Toutefois, lorsque la partie ne veut s’en prendre qu’au montant ou à la répartition de l’indemnité du curateur, qu’il convient d’assimiler à une décision sur les frais (CCUR 27 avril 2020/83 ; Colombini, Note sur les « autres décisions » au sens de l’art. 319 let. b CPC, notamment en matière de protection de l’enfant, in JdT 2020 III 182), elle devra recourir au sens des art. 319 ss CPC (Code de procédure civile du 19 décembre 2008 ; RS 272), applicables par renvoi de l'art. 450f CC (JdT 2015 Ill 161 ; Tappy, Commentaire romand, Code de procédure civile, Bâle 2019, 2e éd., ci-après : CR-CPC, nn. 3 et 4 ad art. 110 CPC, p. 508), et le pouvoir d’examen est celui, restreint, des art. 59 al. 2 et 320 CPC (JdT 2020 III 181 consid. 1.2.1 ; CCUR 1er avril 2021/76 consid. 1.2 ; CCUR 3 juillet 2019/101).
1.1.2 La loi prévoit un délai de recours de dix jours pour les ordonnances d’instruction (indépendamment de la nature de la procédure principale) selon l’art. 321 al. 2 CPC (JdT 2020 III 181 consid. 1.2.2 ; Colombini, Note sur les voies de droit contre les décisions d’instruction rendues par l’autorité de protection, JdT 2015 III 161 ; Jeandin, CR-CPC, n. 10 ad art. 321 CPC, p. 1554). En revanche, les « autres décisions » mentionnées à l’art. 319 let. b CPC, qui devraient être réduites à la portion congrue (JdT 2012 III 132 ; sur la difficulté de distinguer les ordonnances d’instruction et les « autres décisions », cf. Jeandin, CR-CPC, n. 16 ad art. 319 CPC, p. 1545), sont soumises au délai applicable à la procédure au fond (art. 321 al. 2 CPC a contrario ; Jeandin, CR-CPC, n. 10 ad art. 321 CPC, p. 1554), qu’elles soient prises dans la décision finale ou de manière séparée (JdT 2020 III 181 consid. 1.2.2, également Colombini, op. cit., in JdT 2020 III 182 ; Tappy, CR-CPC, n. 10 ad art. 110 CPC, p. 510).
Le recours séparé sur la décision qui fixe les frais au sens de l’art. 110 CPC est un des cas de recours prévu par la loi à l’art. 319 let. b ch. 1 CPC contre les « autres décisions » et est donc soumis au délai applicable à la procédure au fond (JdT 2020 III 181 consid. 1.2.2, également Colombini, op. cit., in JdT 2020 III 182).
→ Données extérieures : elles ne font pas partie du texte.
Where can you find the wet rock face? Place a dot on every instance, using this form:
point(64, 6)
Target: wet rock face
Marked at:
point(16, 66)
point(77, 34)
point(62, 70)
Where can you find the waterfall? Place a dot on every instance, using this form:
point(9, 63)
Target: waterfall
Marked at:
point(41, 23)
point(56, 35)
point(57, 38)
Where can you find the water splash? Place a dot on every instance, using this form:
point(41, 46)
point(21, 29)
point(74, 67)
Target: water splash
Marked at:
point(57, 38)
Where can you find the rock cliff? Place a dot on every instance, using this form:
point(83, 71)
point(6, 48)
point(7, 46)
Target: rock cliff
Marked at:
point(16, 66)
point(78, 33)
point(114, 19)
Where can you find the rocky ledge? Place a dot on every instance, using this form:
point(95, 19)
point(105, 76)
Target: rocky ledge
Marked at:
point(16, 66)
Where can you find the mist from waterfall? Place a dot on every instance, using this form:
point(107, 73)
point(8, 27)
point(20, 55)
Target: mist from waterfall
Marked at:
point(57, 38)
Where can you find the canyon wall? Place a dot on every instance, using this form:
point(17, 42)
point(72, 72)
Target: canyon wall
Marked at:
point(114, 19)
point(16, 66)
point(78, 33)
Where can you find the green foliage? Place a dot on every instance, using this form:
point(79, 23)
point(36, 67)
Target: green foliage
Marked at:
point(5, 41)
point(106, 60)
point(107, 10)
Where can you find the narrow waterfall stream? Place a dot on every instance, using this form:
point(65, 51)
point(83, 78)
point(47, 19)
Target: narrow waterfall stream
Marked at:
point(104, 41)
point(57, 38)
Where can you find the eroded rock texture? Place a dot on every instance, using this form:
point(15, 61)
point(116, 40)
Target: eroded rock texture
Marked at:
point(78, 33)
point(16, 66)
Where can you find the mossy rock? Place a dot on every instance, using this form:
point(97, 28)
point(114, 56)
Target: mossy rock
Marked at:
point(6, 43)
En cas de recours stricto sensu séparé sur le seul sort des frais réglés dans une décision finale, incidente ou provisionnelle de l’autorité de protection de l’adulte et de l’enfant, le délai de recours sera ainsi en principe de 30 jours (art. 450b al. 1 CC), sauf en matière de privation de liberté à des fins d’assistance (art. 450b al. 2 CC ; CCUR 11 juin 2020/123) ou en matière de mesures provisionnelles (art. 445 al. 3 CC), où il est de dix jours (Colombini, op. cit., in JdT 2020 III 182), étant précisé qu’il importe peu que cette décision sur les frais intervienne dans la même décision que la décision au fond ou par une décision séparée et qu’il suffit que les frais soient liés à la procédure au fond. La même règle prévaut pour la fixation de l’indemnité du curateur et sa mise à charge de la personne concernée, que l’on considère qu’il s’agit d’une décision sur les frais comme le fait la Chambre des curatelles (CCUR 27 avril 2020/83) ou d’une décision finale faisant l’objet du recours de l’art. 450 CC comme le considère la doctrine (Steck, Commentaire du droit de la famille [CommFam], Protection de l’adulte, Berne 2013, n. 14 ad art. 450 CC, p. 916 ; sur le tout : Colombini, op. cit., JdT 2020 III 182).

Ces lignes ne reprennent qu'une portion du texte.